January 10, 2025

Filhos e enteados




Diferenças

Paulo Guinote

Não serei eu a contestar a centralidade da Saúde nas funções do minguado Estado Social que ainda temos. Até porque aqui por casa estamos sem médico de família e sem perspectiva de o voltar a ter, pelo que os pedidos das necessidades mais simples são deixados em bilhetinhos no Centro de Saúde, para renovar alguma receita, ou pedidos a gente amiga, caso não se queira ir engordar a sala de espera de uma clínica ou hospital privado.

Apesar disso e da evidência incontornável de o SNS andar pelas ruas da amargura em muitas “valências” e especialidades (desde logo as exigíveis para se nascer em segurança), não posso deixar de notar a diferença abissal entre a forma como se tentou, mesmo que com fracas panaceias, resolver a falta de médicos na rede pública de Saúde e o modo como se ignoraram os mais do que evidentes sinais de falta de professores nas escolas públicas.

De acordo com o Decreto-Lei 89/2010 de 21 de Julho, já era possível, a nível excepcional, a “contratação de médicos aposentados pelos serviços e estabelecimentos do Serviço Nacional de Saúde”, mas isso implicava algumas limitações em relações à acumulação da remuneração assim recebida com a pensão de aposentação em vigor, em especial nos casos de antecipação dessa aposentação. Com o agravar das aposentações e das carências de pessoal médico, essas condições foram alteradas e passou a ser possível acumular a pensão com 75% do ordenado que ganhavam anteriormente. Afinal, noticiava-se então a falta de 600 médicos, devido a mais de 2000 aposentações nos anos anteriores, tendo-se verificado pouco mais de 300 regressos (DN, 1 de Fevereiro de 2016).

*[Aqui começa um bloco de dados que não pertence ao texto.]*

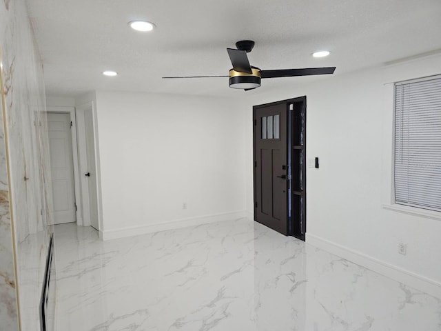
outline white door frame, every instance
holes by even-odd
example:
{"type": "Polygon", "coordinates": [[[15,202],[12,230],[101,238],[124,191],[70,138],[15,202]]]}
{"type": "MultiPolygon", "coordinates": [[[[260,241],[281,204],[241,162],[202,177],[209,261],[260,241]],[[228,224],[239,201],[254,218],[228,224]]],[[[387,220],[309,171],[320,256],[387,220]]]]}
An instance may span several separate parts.
{"type": "MultiPolygon", "coordinates": [[[[79,171],[84,172],[88,168],[88,158],[85,148],[85,126],[84,122],[84,114],[86,111],[91,111],[93,118],[93,139],[94,148],[95,150],[95,168],[96,170],[96,205],[98,214],[99,234],[100,238],[103,238],[103,207],[101,202],[101,176],[100,170],[99,161],[99,148],[98,143],[98,125],[96,111],[93,102],[78,106],[75,108],[76,115],[76,130],[78,139],[78,157],[79,171]]],[[[88,179],[84,177],[84,174],[81,173],[81,191],[82,197],[82,203],[84,213],[89,212],[89,188],[88,184],[88,179]]],[[[84,217],[83,218],[84,226],[90,226],[90,218],[84,217]]]]}
{"type": "Polygon", "coordinates": [[[46,107],[46,112],[68,113],[70,116],[70,123],[72,123],[70,130],[72,134],[72,154],[74,162],[74,185],[75,186],[75,205],[76,212],[75,213],[77,225],[85,225],[83,220],[83,202],[81,200],[81,192],[80,186],[80,173],[78,159],[78,147],[76,136],[76,115],[74,107],[67,106],[51,106],[46,107]]]}

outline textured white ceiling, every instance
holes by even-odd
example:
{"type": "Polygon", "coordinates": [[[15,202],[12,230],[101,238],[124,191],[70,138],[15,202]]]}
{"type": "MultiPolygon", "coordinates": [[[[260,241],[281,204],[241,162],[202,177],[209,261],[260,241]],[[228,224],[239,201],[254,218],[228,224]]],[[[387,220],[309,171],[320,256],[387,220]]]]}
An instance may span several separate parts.
{"type": "MultiPolygon", "coordinates": [[[[28,0],[46,92],[93,90],[232,96],[225,48],[256,41],[263,70],[336,66],[334,74],[441,50],[440,0],[28,0]],[[127,22],[157,28],[136,32],[127,22]],[[327,58],[311,53],[327,49],[327,58]],[[114,70],[117,77],[101,72],[114,70]]],[[[328,77],[268,79],[247,93],[328,77]]]]}

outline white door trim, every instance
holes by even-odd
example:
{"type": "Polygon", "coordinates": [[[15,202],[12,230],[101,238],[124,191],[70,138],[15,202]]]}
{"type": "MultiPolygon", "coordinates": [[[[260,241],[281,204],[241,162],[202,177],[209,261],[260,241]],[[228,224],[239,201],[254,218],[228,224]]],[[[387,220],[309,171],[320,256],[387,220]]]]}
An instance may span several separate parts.
{"type": "Polygon", "coordinates": [[[75,205],[76,205],[76,225],[84,225],[83,220],[83,203],[81,201],[81,192],[80,190],[80,173],[78,159],[78,146],[76,140],[76,115],[74,107],[52,106],[46,107],[47,112],[68,113],[72,122],[72,153],[74,161],[74,184],[75,186],[75,205]]]}
{"type": "MultiPolygon", "coordinates": [[[[97,125],[97,117],[96,110],[94,104],[92,101],[88,102],[85,104],[79,105],[75,108],[76,114],[76,130],[78,137],[78,157],[79,157],[79,166],[80,171],[84,169],[87,169],[87,154],[85,149],[85,127],[84,122],[84,113],[85,111],[92,111],[93,118],[93,139],[94,147],[95,150],[95,168],[96,171],[96,209],[98,214],[98,224],[99,224],[99,232],[100,238],[102,238],[103,232],[103,207],[101,201],[101,168],[99,160],[99,147],[98,143],[98,125],[97,125]]],[[[84,212],[88,212],[89,208],[89,190],[88,188],[87,180],[83,178],[84,174],[81,174],[83,176],[81,177],[81,189],[82,202],[84,207],[84,212]],[[87,210],[87,211],[86,211],[87,210]]],[[[90,226],[90,217],[87,217],[85,215],[83,217],[83,225],[85,226],[90,226]]]]}

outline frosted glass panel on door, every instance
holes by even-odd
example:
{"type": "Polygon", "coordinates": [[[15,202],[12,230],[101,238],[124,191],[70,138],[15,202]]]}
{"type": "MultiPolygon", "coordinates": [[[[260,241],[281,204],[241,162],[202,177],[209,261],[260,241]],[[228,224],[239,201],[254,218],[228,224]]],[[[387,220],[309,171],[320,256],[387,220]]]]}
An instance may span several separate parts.
{"type": "Polygon", "coordinates": [[[263,139],[267,139],[267,117],[262,117],[262,137],[263,139]]]}
{"type": "Polygon", "coordinates": [[[267,117],[267,138],[273,139],[273,117],[268,116],[267,117]]]}
{"type": "Polygon", "coordinates": [[[274,122],[274,136],[275,139],[278,139],[280,138],[280,119],[279,115],[274,115],[274,119],[273,120],[274,122]]]}

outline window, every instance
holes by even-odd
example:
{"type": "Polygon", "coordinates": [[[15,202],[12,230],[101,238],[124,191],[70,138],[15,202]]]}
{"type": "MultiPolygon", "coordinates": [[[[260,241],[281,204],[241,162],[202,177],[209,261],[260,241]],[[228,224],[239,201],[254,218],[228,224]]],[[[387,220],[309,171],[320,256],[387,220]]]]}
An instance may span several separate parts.
{"type": "Polygon", "coordinates": [[[396,203],[441,211],[441,77],[395,84],[396,203]]]}
{"type": "Polygon", "coordinates": [[[280,138],[280,115],[265,116],[262,117],[263,139],[278,139],[280,138]]]}

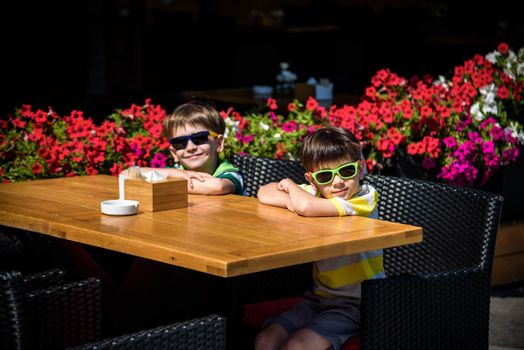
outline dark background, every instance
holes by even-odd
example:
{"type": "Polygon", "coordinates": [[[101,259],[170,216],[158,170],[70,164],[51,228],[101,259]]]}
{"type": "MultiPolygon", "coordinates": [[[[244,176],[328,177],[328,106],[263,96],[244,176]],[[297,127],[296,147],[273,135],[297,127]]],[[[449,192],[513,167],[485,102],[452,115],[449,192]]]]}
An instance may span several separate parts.
{"type": "Polygon", "coordinates": [[[101,120],[148,97],[170,111],[183,91],[274,85],[284,60],[361,95],[381,68],[449,76],[501,41],[517,50],[523,17],[514,0],[16,1],[1,11],[1,113],[101,120]]]}

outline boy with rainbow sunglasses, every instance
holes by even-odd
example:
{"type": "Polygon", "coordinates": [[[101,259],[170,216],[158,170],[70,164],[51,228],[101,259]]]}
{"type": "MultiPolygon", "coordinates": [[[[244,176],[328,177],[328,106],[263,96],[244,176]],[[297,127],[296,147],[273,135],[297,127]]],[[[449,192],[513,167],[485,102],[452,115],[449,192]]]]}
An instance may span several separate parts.
{"type": "MultiPolygon", "coordinates": [[[[365,163],[358,140],[343,128],[325,127],[308,135],[301,149],[308,184],[290,179],[262,186],[261,203],[303,216],[360,215],[378,218],[378,193],[361,185],[365,163]]],[[[382,250],[314,263],[314,288],[305,299],[264,323],[255,349],[339,349],[360,325],[360,285],[383,278],[382,250]],[[297,347],[299,348],[299,347],[297,347]]]]}
{"type": "Polygon", "coordinates": [[[244,182],[238,169],[218,156],[224,149],[225,129],[224,119],[209,102],[196,100],[178,106],[162,124],[177,166],[140,168],[140,172],[154,170],[168,177],[184,178],[188,192],[193,194],[242,195],[244,182]]]}

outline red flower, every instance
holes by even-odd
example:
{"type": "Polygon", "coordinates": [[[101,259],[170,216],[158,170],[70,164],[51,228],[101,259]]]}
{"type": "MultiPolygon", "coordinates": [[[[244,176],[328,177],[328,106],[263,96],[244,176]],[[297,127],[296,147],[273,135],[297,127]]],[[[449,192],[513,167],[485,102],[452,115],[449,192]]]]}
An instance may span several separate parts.
{"type": "Polygon", "coordinates": [[[31,170],[33,171],[33,174],[40,174],[42,172],[42,165],[39,163],[33,164],[31,166],[31,170]]]}
{"type": "Polygon", "coordinates": [[[497,91],[497,96],[503,100],[507,99],[509,97],[509,91],[508,88],[502,85],[499,87],[499,90],[497,91]]]}
{"type": "Polygon", "coordinates": [[[506,43],[500,43],[499,46],[497,47],[497,50],[498,50],[501,54],[505,55],[505,54],[507,54],[508,51],[509,51],[509,46],[508,46],[508,44],[506,44],[506,43]]]}

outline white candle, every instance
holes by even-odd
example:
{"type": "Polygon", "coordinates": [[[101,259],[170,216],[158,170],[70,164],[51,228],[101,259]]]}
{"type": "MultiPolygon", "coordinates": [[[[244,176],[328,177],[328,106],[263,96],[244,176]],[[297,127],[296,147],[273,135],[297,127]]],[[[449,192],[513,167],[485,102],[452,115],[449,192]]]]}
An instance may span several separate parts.
{"type": "Polygon", "coordinates": [[[120,199],[125,199],[125,181],[126,177],[123,174],[118,175],[118,192],[120,195],[120,199]]]}

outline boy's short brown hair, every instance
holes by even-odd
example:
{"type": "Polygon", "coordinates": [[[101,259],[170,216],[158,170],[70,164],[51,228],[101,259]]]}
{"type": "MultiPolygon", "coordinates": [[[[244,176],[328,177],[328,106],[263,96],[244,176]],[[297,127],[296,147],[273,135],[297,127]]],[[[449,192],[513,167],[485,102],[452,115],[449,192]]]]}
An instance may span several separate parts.
{"type": "Polygon", "coordinates": [[[300,160],[304,168],[311,171],[324,164],[357,161],[360,151],[360,143],[351,131],[329,126],[306,136],[300,149],[300,160]]]}
{"type": "Polygon", "coordinates": [[[169,114],[162,123],[162,133],[168,139],[173,130],[185,125],[202,125],[217,134],[224,134],[226,124],[215,106],[209,101],[195,100],[184,103],[169,114]]]}

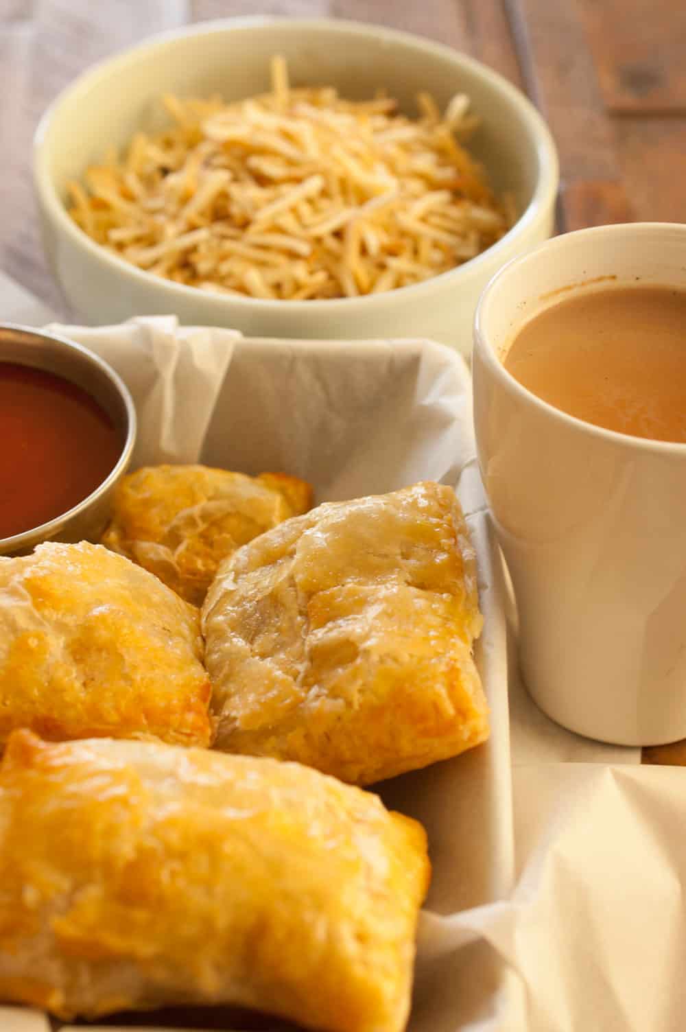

Apesar disso, o problema permaneceu (só em 2023 foram mais de 800 as aposentações, somando-se às saídas por outros motivos, e para 2024 previam-se perto de 2000) e foi necessário melhorar as condições, permitindo a acumulação da aposentação com a remuneração completa relativa ao regresso ao activo,

Durante todo este período, a falta de professores ia-se acentuando, mas, em vez de a tentar prevenir, passaram-se anos em conflitos sucessivos, motivados pelo agravamento das condições de trabalho dos docentes, cada vez mais a saírem antecipadamente da profissão.

Talvez isto explique por que, mesmo ficando abaixo das previsões (o Despacho 486/2024 permitia contratar 900 médicos aposentados em 2024), terão regressado ao activo 700 médicos (Expresso, 2 de Janeiro de 2025), mas apenas 55 professores, após as medidas de emergência do actual Governo. Recorde-se que entre 2019 e 2023 se aposentaram 3226 médicos e quase 11.000 professores, valores a rondar os 10% dos profissionais no activo. O que significa que o regresso dos médicos foi de mais de 20% daquele valor de aposentações, mas o de professores foi de apenas 0,005%.

Será mesmo necessário explicar as razões de tamanha diferença na vontade de regressar?